Methodology
The honest answer to how this actually works — standards profiles, scan modes, confidence scoring, evidence, reproducibility, the trust boundary, and the claims we will not make.
Verassa evidence protocol
Evidence
01Screenshot, DOM, replay, and axe baseline captured before decisions.
Judgment
02Reviewer route, rationale, and owner stay attached to lower-confidence work.
Verification
03Re-scan records and disclaimers travel with reportable outputs.
Standards profiles
A profile sets which success criteria a scan evaluates against. You choose the bar; the platform does not pick it for you.
WCAG 2.2 Level A and AA — the benchmark used in litigation and procurement.
The full A and AA success criteria; the default for most audits.
Applicable AAA criteria plus established best practice, for teams going past the baseline.
A profile you define, for a specific policy or contractual requirement.
Scan modes
Scan mode sets depth and scope. Deeper modes evaluate more pages and flows and take longer.

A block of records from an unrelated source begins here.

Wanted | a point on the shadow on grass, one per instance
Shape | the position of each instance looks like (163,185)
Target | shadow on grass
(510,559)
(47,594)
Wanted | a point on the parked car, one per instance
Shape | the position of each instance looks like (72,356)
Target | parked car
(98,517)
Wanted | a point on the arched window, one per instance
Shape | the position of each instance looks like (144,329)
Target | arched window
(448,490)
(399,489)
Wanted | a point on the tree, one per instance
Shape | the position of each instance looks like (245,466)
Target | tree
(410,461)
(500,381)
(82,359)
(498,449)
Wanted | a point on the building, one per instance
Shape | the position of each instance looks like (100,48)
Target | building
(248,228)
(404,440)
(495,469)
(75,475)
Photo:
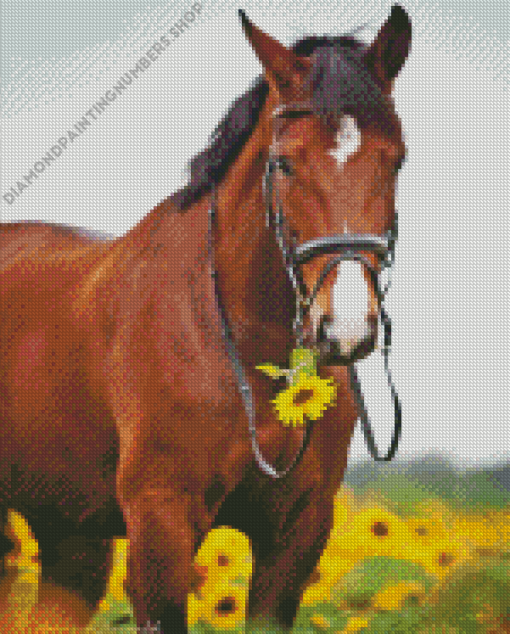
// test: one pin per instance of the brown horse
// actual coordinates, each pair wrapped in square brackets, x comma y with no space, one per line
[121,360]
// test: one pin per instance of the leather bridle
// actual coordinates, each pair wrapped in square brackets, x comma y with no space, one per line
[348,247]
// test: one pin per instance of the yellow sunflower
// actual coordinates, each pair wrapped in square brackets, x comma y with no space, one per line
[225,608]
[308,396]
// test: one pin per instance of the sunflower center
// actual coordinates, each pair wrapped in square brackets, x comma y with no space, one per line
[445,559]
[302,396]
[227,605]
[380,529]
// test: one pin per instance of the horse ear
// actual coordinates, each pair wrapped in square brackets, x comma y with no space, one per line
[388,52]
[285,71]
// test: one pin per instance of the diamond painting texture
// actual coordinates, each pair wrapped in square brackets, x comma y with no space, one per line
[152,477]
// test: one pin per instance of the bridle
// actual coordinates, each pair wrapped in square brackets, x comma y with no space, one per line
[348,247]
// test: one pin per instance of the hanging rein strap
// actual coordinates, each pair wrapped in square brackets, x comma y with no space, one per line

A fast pass over a small page set, for a first read on posture.
A representative sample of pages and flows; the typical audit depth.
A wide crawl including authenticated flows, for a thorough audit.
Deploy-time scans that re-check critical flows as the site changes.
Confidence scoring
Each candidate finding is scored from 0.00 to 1.00 for how strongly the evidence supports it. Confidence is not a guess about severity — it measures how certain the evaluation is that the finding is real.
Thresholds gate what happens next. A high-confidence finding can be auto-confirmed; a lower-confidence finding routes to human review. Customers can move those thresholds to match their own tolerance for false positives versus missed findings.
Evidence pipeline
A finding without evidence is an assertion. The evidence pipeline captures, for each finding, the DOM, screenshots, interaction recordings, the accessibility tree, a transcript of the agent's reasoning, and the automated baseline result.
Evidence is redacted for personal information before it is displayed or exported. The redaction step is not optional and not skippable.
Reproducibility
Every scan pins its configuration: the agent versions, the model versions, the prompts, the axe-core version, the standards-profile version, and the sub-agent code commit hashes. Every finding records a reproducibility hash over that configuration.
A customer can request reproduction. The platform re-runs the locked configuration and verifies the findings match. An audit you cannot reproduce is one you have to take on faith; this one you do not.
Trust boundary
Customer source code, proprietary DOM snapshots, authenticated-flow evidence, credentials, and regulated content do not silently leave the trust boundary. The routing decision is enforced at the model-routing layer, not left to convention.
Every scan report includes a provenance section stating what data went where. Enterprise customers can route sensitive data classes in-tenant or to a self-hosted model.
Human-review gates
The platform is explicit about which outputs a model may produce alone and which require a qualified reviewer. Internal working documents can be generated from agent output. Any output a third party will rely on — an external report, a VPAT or ACR draft — requires a named reviewer.
A report does not silently cross from draft to external-reliance status. The gate is a step, with a person in it.
Open evaluation
The platform is measured against a gold-standard test set. We publish that test set, the scoring methodology, and the results — including the agent, model, and ruleset versions behind each run. Anyone can score the product themselves.
This is the only credible answer to how the product differs from an overlay vendor. We will not market the product as comparable to a human auditor unless and until the public evaluation supports that claim.
Claim boundaries
We do not call a site compliant, accessible, or conformant. A passing scan means the evaluation finished with no findings in that scope — not that a site meets a legal standard.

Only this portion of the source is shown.